Species of shrub endemic to Western Australia

Grevillea pinaster is a species of flowering plant in the family Proteaceae and is endemic to the south-west of Western Australia. It is an erect shrub with linear leaves and pinkish-red to red flowers, the style with a yellowish tip.

==Description==
Grevillea pinaster is usually an erect shrub that typically grows to a height of 2–3 m, sometimes a low, spreading shrub 2–3 m wide. Its leaves are linear, 25–80 mm long and 0.5–2 mm wide, sometimes with 2 to 5 linear lobes 10–40 mm long. The upper surface is glabrous, the edges turned down or rolled under obscuring the lower surface. The flowers are arranged in clusters of 12 to 20 on a rachis 5–20 mm long and are pinkish-red to red and mostly glabrous, the pistil 20–25 mm long. The end of the style is yellowish. Flowering mainly occurs from May to September and the fruit is an oblong to elliptic follicle 10–13 mm long.

==Taxonomy==
Grevillea pinaster was first formally described by Carl Meissner in Hooker's Journal of Botany and Kew Garden Miscellany in 1855, from material collected by James Drummond.
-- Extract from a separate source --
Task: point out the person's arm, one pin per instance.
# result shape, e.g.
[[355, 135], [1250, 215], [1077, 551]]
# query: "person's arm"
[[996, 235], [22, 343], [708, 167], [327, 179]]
The specific epithet (pinaster) means "imitation pine".

==Distribution and habitat==
This grevillea grows in shrubland and heath, often near creeks, and mainly occurs between the Murchison River, Eneabba and Mullewa in the Avon Wheatbelt, Geraldton Sandplains and Swan Coastal Plain bioregions of south-western Western Australia.

==Conservation status==
Grevillea pinaster is listed as "not threatened" by the Government of Western Australia Department of Biodiversity, Conservation and Attractions.

Plants labelled as Grevillea stenomera in plant nurseries are often forms or hybrids of this species.